Mr Tinkler disputes allegations against him.

The judge was told that Mr Tinkler did not like the "briefing against the board" characterisation and had spoken of having concerns about Mr Ferguson's chairmanship and being worried that Stobart was going "off strategy".

Mr Ferguson described events at a meeting earlier this year in a written witness statement given to the judge.

"Mr Tinkler stood up and directed his ire at me and told me not to treat him like a small boy," said Mr Ferguson.

"He said that either he or I had to resign.

"I was somewhat taken aback by this but responded by saying I would not resign and that was a matter for shareholders to decide.

"That precipitated a further tirade of abuse from Mr Tinkler."

Mr Ferguson also told the judge about a telephone call in May and said Mr Tinkler had become "very shouty".

"He again told me that he wanted me to resign as chairman, and again I refused," said Mr Ferguson in his witness statement

"Mr Tinkler became very shouty during this telephone call."

Mr Ferguson said Mr Tinkler accused him of trying to "cling to power" for "my own benefit".

He added: "I said that was not the case."

Mr Leiper had told the judge how Mr Tinkler had agreed to step down as chief executive in 2017.

He added: "Mr Tinkler appears to have found it difficult to let go of the reins."

Mr Tinkler says allegations that he wrongly took millions of pounds in "expenses" from the group are unfair.

Barrister John Taylor QC, leading Mr Tinker's legal team, told the judge that allegations about him taking £5 million of "so-called expenses" in breach of fiduciary duties should "never have been brought".

He outlined allegations relating to "excessive or unnecessary" helicopter use, claims about "air transport" and "jet transport", allegations about Mr Tinkler's daughter's use of a flat and a Range Rover and a claim about the sale of a horsebox.

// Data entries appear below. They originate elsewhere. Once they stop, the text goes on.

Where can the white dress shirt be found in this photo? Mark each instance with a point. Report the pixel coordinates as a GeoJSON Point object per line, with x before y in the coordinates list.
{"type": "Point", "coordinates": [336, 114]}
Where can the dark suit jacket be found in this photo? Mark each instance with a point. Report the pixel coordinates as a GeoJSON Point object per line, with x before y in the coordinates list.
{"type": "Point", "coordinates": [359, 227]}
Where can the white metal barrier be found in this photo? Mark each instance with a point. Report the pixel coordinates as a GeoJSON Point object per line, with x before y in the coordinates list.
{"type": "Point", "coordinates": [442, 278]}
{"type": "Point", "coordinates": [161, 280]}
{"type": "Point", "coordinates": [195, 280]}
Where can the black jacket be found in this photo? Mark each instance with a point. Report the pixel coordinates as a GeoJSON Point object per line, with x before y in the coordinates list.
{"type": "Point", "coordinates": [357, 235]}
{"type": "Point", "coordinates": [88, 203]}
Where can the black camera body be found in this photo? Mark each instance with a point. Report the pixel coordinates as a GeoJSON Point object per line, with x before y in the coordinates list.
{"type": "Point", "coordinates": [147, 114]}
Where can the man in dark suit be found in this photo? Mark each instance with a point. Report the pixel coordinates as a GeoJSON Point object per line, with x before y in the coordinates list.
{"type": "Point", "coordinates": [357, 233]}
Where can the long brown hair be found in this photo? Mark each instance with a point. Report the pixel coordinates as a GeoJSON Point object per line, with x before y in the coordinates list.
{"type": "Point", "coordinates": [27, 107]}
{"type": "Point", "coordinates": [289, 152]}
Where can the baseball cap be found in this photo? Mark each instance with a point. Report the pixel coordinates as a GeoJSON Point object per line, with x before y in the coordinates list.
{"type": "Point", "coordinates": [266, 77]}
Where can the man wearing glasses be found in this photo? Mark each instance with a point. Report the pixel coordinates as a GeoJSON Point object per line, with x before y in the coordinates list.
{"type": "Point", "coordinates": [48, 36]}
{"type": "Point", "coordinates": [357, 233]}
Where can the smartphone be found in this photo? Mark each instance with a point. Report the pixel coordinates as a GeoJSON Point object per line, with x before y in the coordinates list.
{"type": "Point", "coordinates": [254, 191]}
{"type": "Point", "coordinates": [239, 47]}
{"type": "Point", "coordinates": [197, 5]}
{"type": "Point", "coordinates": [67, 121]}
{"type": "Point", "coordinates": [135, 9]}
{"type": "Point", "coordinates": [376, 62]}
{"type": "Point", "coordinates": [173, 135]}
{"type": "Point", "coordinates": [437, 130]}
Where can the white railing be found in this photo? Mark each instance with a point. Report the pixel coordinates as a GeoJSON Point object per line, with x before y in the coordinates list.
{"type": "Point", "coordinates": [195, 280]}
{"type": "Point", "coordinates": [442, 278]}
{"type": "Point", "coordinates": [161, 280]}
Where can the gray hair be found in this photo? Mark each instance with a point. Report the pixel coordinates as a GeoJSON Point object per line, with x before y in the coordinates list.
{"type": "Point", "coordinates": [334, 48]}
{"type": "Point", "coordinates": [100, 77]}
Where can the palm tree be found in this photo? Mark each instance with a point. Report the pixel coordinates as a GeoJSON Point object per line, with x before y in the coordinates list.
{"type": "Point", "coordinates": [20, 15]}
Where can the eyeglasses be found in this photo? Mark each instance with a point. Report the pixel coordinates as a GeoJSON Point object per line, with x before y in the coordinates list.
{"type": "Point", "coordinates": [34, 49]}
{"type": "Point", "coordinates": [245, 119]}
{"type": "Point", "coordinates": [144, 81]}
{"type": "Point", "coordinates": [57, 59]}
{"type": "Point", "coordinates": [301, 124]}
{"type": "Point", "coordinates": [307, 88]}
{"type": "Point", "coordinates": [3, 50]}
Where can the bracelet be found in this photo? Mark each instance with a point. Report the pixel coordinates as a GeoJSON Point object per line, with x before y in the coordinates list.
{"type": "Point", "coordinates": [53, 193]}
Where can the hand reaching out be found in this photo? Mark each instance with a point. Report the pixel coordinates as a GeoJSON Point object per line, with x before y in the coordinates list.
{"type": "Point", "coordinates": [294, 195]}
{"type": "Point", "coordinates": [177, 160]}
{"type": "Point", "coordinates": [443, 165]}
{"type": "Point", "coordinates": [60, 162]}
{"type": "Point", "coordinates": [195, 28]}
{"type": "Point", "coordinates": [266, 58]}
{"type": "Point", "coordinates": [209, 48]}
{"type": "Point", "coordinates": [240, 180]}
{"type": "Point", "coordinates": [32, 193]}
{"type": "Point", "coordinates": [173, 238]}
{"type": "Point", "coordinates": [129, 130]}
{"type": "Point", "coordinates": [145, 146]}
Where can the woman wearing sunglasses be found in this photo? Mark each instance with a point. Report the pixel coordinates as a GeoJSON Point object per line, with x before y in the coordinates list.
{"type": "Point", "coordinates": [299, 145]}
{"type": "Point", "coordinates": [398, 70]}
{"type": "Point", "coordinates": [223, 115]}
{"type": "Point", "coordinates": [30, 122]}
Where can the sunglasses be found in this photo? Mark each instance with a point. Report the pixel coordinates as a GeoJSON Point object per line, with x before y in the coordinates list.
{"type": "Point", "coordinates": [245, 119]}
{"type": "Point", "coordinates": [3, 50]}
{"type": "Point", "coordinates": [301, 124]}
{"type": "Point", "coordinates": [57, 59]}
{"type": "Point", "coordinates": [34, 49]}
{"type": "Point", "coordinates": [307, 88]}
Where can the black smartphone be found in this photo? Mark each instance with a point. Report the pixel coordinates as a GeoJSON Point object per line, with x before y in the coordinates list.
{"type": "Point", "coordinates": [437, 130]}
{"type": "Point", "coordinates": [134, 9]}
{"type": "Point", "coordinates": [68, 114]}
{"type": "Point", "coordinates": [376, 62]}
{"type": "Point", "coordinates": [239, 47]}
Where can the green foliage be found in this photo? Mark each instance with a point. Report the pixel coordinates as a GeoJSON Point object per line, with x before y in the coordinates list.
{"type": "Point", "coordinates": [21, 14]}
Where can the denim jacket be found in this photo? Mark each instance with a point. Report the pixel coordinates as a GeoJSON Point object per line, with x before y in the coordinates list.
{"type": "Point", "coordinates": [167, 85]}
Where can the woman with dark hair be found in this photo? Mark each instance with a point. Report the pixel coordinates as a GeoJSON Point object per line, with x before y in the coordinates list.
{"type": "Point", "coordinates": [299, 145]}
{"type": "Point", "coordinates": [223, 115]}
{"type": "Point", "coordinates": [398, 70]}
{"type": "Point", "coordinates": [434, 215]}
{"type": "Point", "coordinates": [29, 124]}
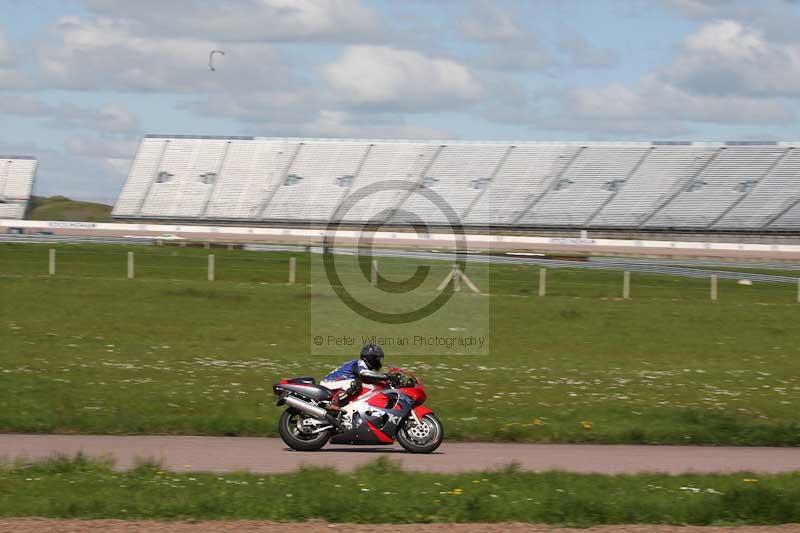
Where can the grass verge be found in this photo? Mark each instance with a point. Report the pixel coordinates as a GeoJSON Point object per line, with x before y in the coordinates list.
{"type": "Point", "coordinates": [169, 352]}
{"type": "Point", "coordinates": [383, 493]}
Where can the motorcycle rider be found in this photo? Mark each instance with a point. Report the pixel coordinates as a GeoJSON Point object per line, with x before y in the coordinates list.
{"type": "Point", "coordinates": [347, 378]}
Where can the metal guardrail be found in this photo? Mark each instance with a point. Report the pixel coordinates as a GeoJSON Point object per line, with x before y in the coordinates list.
{"type": "Point", "coordinates": [609, 264]}
{"type": "Point", "coordinates": [649, 266]}
{"type": "Point", "coordinates": [74, 239]}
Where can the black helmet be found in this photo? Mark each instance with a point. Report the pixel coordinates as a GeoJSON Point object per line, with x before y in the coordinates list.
{"type": "Point", "coordinates": [372, 354]}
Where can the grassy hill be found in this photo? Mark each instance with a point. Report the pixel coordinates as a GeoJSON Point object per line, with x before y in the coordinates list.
{"type": "Point", "coordinates": [62, 208]}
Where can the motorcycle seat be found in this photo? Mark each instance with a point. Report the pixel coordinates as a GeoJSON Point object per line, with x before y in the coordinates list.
{"type": "Point", "coordinates": [315, 392]}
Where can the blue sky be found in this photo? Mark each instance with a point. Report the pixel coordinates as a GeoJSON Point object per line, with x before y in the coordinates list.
{"type": "Point", "coordinates": [83, 80]}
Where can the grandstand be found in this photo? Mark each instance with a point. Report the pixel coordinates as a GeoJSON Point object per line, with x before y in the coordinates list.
{"type": "Point", "coordinates": [643, 186]}
{"type": "Point", "coordinates": [16, 185]}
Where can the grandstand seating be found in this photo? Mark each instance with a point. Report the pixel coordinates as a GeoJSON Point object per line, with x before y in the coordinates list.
{"type": "Point", "coordinates": [624, 185]}
{"type": "Point", "coordinates": [16, 185]}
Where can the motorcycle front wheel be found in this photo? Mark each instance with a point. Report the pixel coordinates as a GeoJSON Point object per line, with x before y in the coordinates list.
{"type": "Point", "coordinates": [299, 435]}
{"type": "Point", "coordinates": [422, 437]}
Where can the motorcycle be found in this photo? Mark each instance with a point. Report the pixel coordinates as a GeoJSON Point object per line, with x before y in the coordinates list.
{"type": "Point", "coordinates": [380, 413]}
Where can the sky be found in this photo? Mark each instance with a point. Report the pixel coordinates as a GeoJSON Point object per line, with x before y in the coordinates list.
{"type": "Point", "coordinates": [82, 80]}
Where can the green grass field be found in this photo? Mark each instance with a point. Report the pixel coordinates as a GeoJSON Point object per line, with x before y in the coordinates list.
{"type": "Point", "coordinates": [169, 352]}
{"type": "Point", "coordinates": [382, 492]}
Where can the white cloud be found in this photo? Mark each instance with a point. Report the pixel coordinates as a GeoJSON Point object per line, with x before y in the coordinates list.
{"type": "Point", "coordinates": [250, 20]}
{"type": "Point", "coordinates": [5, 49]}
{"type": "Point", "coordinates": [96, 147]}
{"type": "Point", "coordinates": [728, 57]}
{"type": "Point", "coordinates": [652, 101]}
{"type": "Point", "coordinates": [490, 22]}
{"type": "Point", "coordinates": [509, 44]}
{"type": "Point", "coordinates": [110, 54]}
{"type": "Point", "coordinates": [582, 54]}
{"type": "Point", "coordinates": [396, 79]}
{"type": "Point", "coordinates": [109, 118]}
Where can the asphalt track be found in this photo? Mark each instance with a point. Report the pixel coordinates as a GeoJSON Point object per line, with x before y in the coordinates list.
{"type": "Point", "coordinates": [267, 456]}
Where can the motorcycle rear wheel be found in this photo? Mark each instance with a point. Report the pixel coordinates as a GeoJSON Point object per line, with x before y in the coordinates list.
{"type": "Point", "coordinates": [421, 440]}
{"type": "Point", "coordinates": [295, 438]}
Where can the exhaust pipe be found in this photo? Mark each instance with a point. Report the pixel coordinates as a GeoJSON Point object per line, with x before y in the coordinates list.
{"type": "Point", "coordinates": [313, 410]}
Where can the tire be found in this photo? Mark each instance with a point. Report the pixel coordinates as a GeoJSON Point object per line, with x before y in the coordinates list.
{"type": "Point", "coordinates": [294, 438]}
{"type": "Point", "coordinates": [416, 442]}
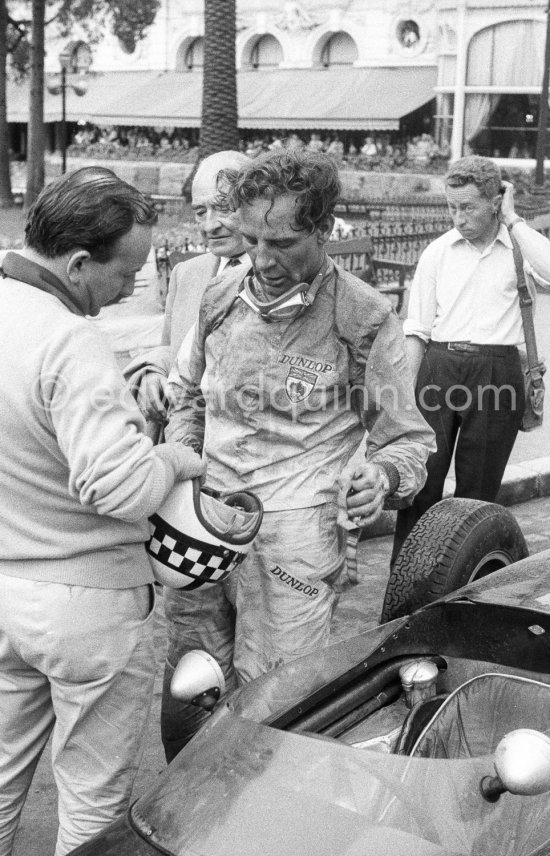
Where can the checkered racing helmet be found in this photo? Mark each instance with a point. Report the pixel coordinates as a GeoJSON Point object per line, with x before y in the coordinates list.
{"type": "Point", "coordinates": [199, 536]}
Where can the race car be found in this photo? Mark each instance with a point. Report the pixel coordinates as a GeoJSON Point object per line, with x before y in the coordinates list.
{"type": "Point", "coordinates": [427, 735]}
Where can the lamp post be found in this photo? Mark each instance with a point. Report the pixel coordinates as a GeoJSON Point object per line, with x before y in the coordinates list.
{"type": "Point", "coordinates": [80, 87]}
{"type": "Point", "coordinates": [543, 110]}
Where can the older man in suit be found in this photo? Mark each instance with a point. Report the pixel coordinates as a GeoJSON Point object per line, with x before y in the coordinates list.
{"type": "Point", "coordinates": [148, 373]}
{"type": "Point", "coordinates": [148, 377]}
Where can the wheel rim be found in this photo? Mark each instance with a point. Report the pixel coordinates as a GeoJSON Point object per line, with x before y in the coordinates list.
{"type": "Point", "coordinates": [491, 562]}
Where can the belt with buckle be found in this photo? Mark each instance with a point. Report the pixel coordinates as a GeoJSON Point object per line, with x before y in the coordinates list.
{"type": "Point", "coordinates": [473, 348]}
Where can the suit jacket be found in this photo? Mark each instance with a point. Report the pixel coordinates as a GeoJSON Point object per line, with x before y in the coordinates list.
{"type": "Point", "coordinates": [188, 282]}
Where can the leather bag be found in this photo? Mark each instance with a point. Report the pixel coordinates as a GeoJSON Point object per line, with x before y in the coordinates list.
{"type": "Point", "coordinates": [532, 367]}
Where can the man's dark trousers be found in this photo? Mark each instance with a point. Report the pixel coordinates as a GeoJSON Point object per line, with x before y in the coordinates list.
{"type": "Point", "coordinates": [473, 397]}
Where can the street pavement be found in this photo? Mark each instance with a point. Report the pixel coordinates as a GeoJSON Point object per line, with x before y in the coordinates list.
{"type": "Point", "coordinates": [135, 324]}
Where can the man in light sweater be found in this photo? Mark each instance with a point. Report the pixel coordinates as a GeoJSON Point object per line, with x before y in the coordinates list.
{"type": "Point", "coordinates": [78, 479]}
{"type": "Point", "coordinates": [148, 373]}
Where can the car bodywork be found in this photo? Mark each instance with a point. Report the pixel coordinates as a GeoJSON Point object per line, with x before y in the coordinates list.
{"type": "Point", "coordinates": [304, 759]}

Mr Taylor said the claims were part of a "campaign" against Mr Tinkler.

He suggested the allegations had been made to provide an excuse to "splash lurid headlines" across newspapers.

Mr Taylor said documents backing up the claims had not been disclosed and the allegations had not been proved.

He said the term "expenses" had been used but none of the claims related to expenses in the sense of an employee claiming reimbursement.

Mr Taylor said the vast majority of complaints related to the fact that Mr Tinkler had been "involved in arranging" expenditure.

He said Stobart bosses had adduced no evidence about Mr Tinkler's daughter Laura's use of a London flat, a company office and a Stobart Range Rover.

Mr Taylor said the claims had been made in an attempt to embarrass Mr Tinkler and "drag his daughter into this dispute".

Mr Taylor also criticised an allegation relating to the sale of a horsebox.

He said the company had bought Mr Tinkler a new horsebox but had kept the money from the sale of an old one. He said Stobart had broken even.

Stobart bosses have complained that Mr Tinkler had an "interest-free loan".